Although this question is not Angular-2-specific, let's start with an example in Angular 2:
import { Http } from "@angular/http";
import "rxjs/add/operator/toPromise";
// ...
private foo() {
return this.http.get(url).toPromise();
}
toPromise()
is an extension method for the Observable<Response>
returned by this.http.get(url)
. You can only use it if you import rxjs/add/operator/toPromise
, otherwise the compiler will complain.
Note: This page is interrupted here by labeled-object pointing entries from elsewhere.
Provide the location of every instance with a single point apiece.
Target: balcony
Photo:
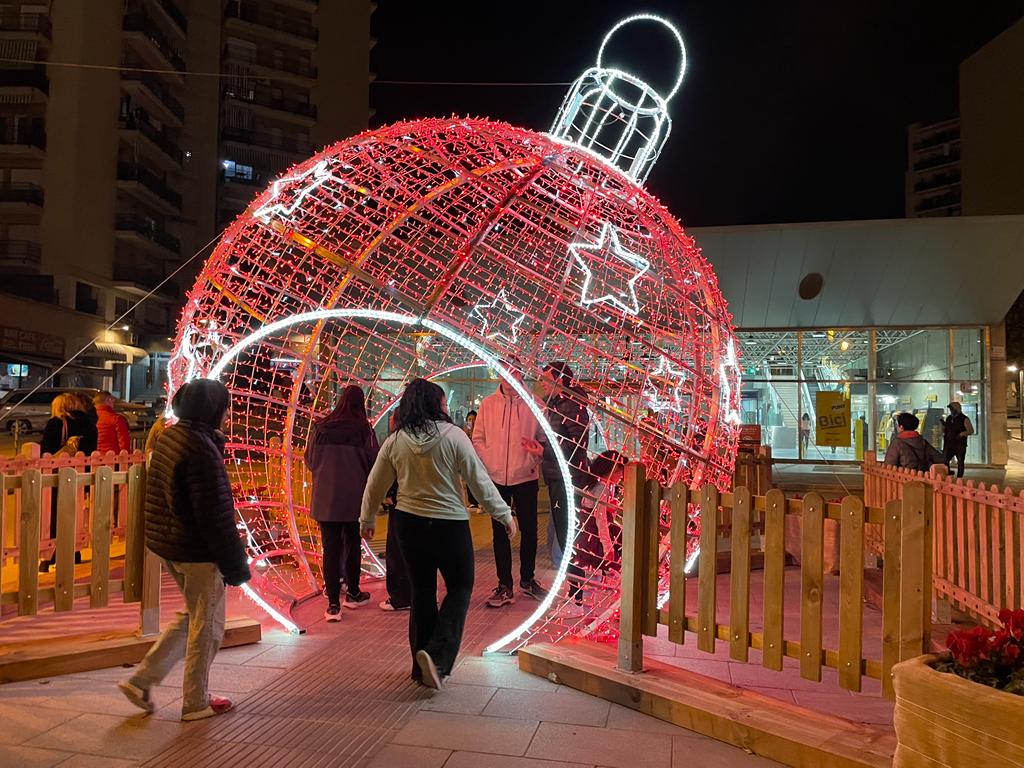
(28, 25)
(31, 78)
(19, 257)
(23, 138)
(279, 22)
(267, 140)
(17, 193)
(289, 107)
(140, 279)
(140, 225)
(151, 181)
(269, 61)
(160, 138)
(159, 93)
(140, 24)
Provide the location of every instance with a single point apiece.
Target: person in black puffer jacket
(189, 522)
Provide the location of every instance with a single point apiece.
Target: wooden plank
(652, 560)
(135, 538)
(706, 569)
(68, 655)
(680, 501)
(851, 592)
(765, 726)
(28, 562)
(912, 597)
(631, 615)
(102, 509)
(774, 581)
(739, 578)
(67, 504)
(811, 586)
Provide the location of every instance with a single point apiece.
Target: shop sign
(834, 420)
(31, 342)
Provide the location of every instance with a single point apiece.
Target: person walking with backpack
(505, 436)
(955, 429)
(340, 452)
(428, 455)
(908, 449)
(189, 522)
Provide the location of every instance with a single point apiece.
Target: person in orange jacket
(112, 426)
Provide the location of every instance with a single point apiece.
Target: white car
(32, 414)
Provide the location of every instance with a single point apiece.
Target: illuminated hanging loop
(615, 115)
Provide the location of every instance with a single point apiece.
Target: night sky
(790, 112)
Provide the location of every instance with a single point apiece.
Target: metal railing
(145, 227)
(159, 90)
(140, 22)
(132, 172)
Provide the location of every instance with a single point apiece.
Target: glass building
(902, 314)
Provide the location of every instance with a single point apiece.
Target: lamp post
(1019, 370)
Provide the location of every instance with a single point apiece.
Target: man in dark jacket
(566, 412)
(189, 522)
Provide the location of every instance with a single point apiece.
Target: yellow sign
(834, 420)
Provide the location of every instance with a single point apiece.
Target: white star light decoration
(498, 318)
(318, 175)
(610, 250)
(663, 390)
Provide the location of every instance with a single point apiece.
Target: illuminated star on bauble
(498, 318)
(663, 391)
(612, 257)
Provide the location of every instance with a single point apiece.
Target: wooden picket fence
(98, 503)
(759, 523)
(978, 551)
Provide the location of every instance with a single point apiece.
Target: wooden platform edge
(762, 725)
(69, 655)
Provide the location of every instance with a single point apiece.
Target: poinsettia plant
(987, 656)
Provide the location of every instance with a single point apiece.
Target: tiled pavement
(340, 696)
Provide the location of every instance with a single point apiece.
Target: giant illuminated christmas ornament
(433, 246)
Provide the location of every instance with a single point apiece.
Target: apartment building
(139, 129)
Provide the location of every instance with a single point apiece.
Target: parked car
(32, 415)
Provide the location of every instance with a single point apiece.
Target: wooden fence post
(631, 605)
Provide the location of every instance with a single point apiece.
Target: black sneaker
(354, 601)
(501, 596)
(532, 589)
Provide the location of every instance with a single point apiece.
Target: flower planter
(943, 720)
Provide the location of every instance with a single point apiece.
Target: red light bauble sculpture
(509, 241)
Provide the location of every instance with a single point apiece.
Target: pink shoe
(217, 706)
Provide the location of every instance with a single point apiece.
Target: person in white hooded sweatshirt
(427, 455)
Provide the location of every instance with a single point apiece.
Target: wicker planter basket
(943, 720)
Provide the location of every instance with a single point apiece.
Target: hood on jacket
(203, 401)
(422, 442)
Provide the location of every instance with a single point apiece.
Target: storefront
(895, 314)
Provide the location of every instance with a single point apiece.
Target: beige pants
(196, 634)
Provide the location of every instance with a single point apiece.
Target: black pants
(397, 571)
(430, 546)
(522, 499)
(957, 452)
(342, 552)
(560, 516)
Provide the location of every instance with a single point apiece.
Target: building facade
(138, 130)
(933, 175)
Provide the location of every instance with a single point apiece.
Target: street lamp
(1019, 370)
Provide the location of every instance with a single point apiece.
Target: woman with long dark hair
(341, 450)
(428, 455)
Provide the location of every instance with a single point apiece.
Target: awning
(120, 352)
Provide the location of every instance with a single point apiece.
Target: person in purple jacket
(341, 450)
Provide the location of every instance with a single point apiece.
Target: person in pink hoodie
(507, 438)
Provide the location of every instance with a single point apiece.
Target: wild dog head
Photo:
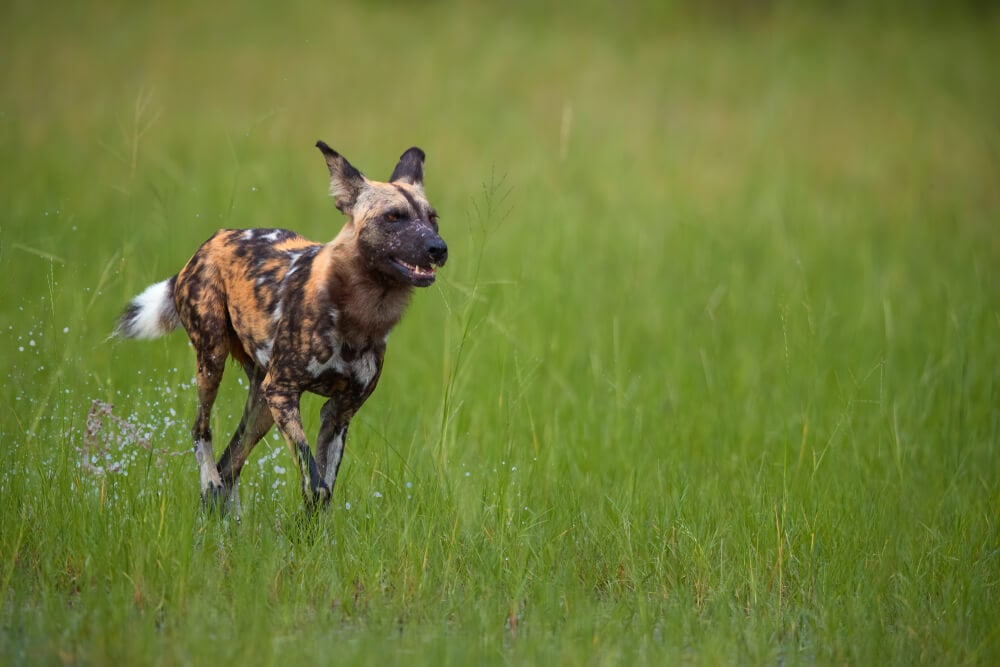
(394, 226)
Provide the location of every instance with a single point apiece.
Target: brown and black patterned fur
(298, 316)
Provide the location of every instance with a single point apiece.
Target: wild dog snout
(437, 250)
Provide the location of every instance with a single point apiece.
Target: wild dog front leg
(330, 443)
(285, 410)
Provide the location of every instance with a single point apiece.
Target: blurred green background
(711, 374)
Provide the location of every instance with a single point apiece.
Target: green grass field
(712, 375)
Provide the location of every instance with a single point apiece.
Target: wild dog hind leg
(256, 422)
(285, 410)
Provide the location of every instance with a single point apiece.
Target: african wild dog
(298, 316)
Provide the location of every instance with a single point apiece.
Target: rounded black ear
(410, 168)
(346, 182)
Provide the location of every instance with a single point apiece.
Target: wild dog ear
(346, 182)
(410, 168)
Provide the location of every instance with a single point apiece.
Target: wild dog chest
(334, 365)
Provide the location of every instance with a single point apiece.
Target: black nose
(438, 250)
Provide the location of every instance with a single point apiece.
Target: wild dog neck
(369, 304)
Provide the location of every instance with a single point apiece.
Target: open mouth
(417, 275)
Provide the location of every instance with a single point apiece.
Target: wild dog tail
(151, 314)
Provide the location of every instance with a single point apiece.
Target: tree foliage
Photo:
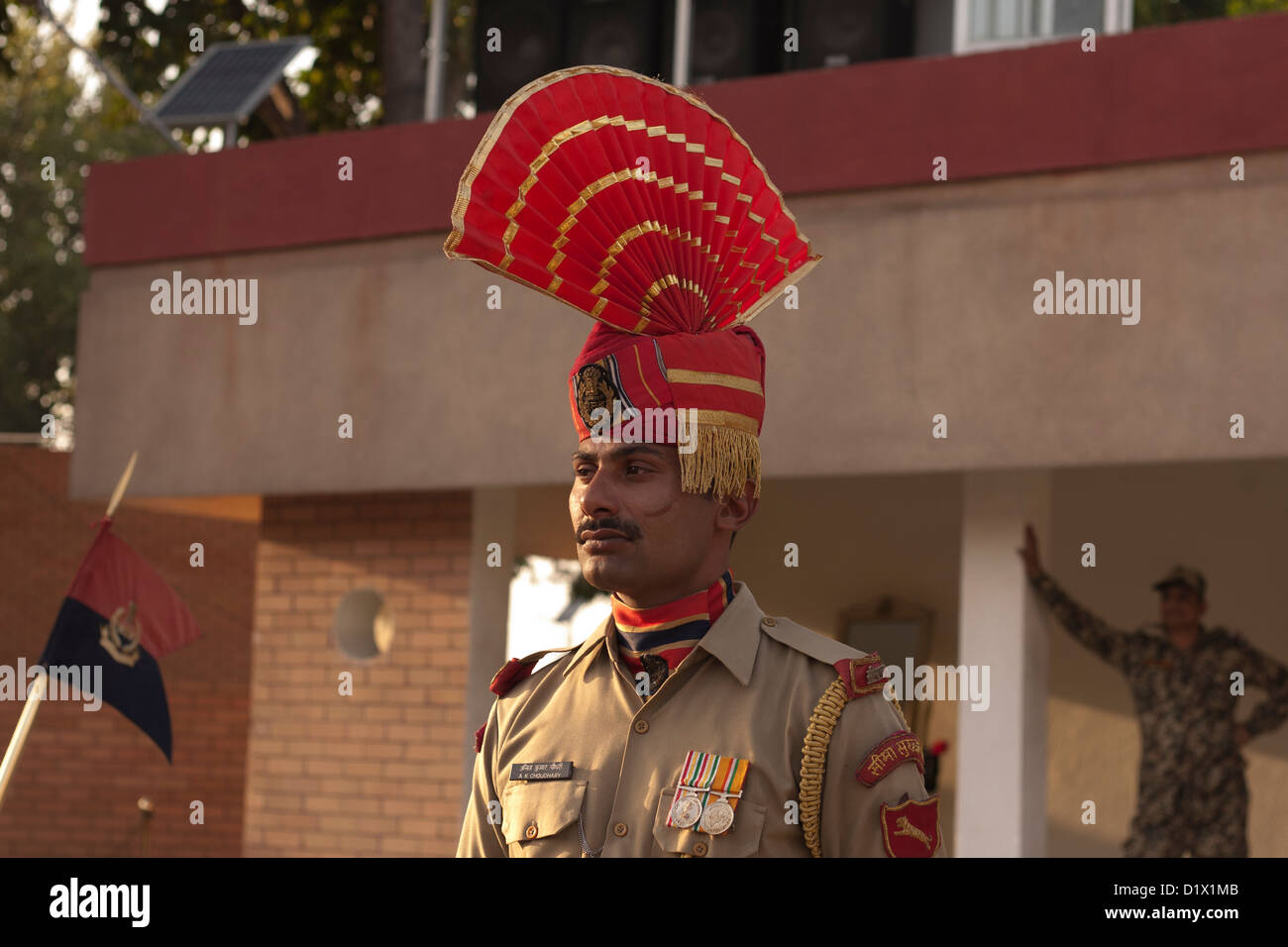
(50, 133)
That file toPromise.d.ts
has the following content:
import { toPromise } from '../../operator/toPromise';
declare module '../../Observable' {
interface Observable<T> {
toPromise: typeof toPromise;
}
}
However, for my own extension methods, no import is needed:
my-class.ts:
export class MyClass {}
my-class-extensions.ts:
import { MyClass } from "./my-class" ;
declare module "./my-class" {
interface MyClass {
myExtensionMethod;
}
}
MyClass.prototype.myExtensionMethod = () => {};
(Alternatively, the last line can be removed and the file can be renamed to my-class-extensions.d.ts
.)
my-consumer.ts:
import { MyClass } from "./my-class";
// No import necessary:
// import "./my-class-extensions";
// ...
foo(obj: MyClass) {
obj.myExtensionMethod(); // Still fine!
}
So, why do you only sometimes have to import extension methods? And what can I do do make my extension methods "modular"?